In 2017 Microsoft revealed its Fluent Design system, which was an aesthetic and UI that the company had been working on for some time in order to take the look and feel of the firm’s Windows software in a more modern direction.

We had not heard much about a redesign of Microsoft’s Windows software since then, but that changed this morning as the company’s head of Microsoft Office Design, Jon Friedman, took to Medium to detail a host of aesthetic changes.

More specifically Friedman showcased a new Windows logo, along with 100-plus changes to icons in the company’s software suite.

“Across Microsoft, we’ve worked to help facilitate and enhance these kinds of interactions and experiences.

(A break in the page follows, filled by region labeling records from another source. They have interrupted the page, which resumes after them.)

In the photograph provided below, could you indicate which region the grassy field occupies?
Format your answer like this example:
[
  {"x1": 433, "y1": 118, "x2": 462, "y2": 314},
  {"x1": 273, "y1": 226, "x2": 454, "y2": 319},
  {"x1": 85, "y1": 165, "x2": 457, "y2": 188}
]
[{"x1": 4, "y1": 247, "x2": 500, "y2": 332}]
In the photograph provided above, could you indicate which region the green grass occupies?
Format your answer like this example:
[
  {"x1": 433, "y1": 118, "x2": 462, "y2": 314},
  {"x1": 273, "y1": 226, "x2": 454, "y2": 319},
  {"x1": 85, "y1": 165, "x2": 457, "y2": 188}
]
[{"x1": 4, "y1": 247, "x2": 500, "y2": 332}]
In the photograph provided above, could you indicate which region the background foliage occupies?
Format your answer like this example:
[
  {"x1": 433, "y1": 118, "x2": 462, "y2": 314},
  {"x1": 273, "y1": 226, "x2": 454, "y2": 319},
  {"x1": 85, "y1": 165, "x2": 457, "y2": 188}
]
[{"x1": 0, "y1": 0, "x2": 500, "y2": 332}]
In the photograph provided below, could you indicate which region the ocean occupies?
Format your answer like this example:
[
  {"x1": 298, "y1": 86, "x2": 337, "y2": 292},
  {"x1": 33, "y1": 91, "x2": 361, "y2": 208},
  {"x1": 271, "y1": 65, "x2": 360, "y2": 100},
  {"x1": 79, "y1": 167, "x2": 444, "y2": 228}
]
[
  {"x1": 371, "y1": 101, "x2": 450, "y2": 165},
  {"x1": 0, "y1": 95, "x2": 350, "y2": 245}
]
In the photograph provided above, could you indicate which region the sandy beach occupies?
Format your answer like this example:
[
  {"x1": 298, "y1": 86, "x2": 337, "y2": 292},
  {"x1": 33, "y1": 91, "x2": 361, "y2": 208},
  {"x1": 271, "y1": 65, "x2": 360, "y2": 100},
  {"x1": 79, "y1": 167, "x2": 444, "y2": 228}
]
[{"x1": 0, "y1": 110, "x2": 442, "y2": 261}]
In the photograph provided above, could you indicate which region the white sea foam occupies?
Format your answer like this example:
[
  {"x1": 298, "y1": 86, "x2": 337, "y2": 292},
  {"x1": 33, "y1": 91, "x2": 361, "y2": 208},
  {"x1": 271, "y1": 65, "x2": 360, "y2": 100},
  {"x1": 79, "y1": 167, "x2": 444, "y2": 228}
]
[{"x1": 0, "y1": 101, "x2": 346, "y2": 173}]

Scaling an icon design effort from 10 products to over a hundred to reflect this new world of work was both daunting and thrilling,” Friedman explains about the process.

“From enterprise to small business to consumer, product teams ensured each icon authentically represented both the product truth and the larger Microsoft brand,” he adds.

As you can see from the header image above the aesthetic that Microsoft has gone for places an emphasis on colour to differentiate where each application or solution may reside within the software suite, as well as use softer edges and gradients for an overall softer palette.

The next step in the phase is when all of these changes will be experienced by the end user, but on that front neither Friedman nor Microsoft has provided any information. If we were to hazard a guess though, it may be rolled out to coincide with the launch of Windows 10X, which the company revealed a couple of months ago.

For now it’s time to dissect the design change and gauge whether consumers and enterprises will welcome the new look and feel.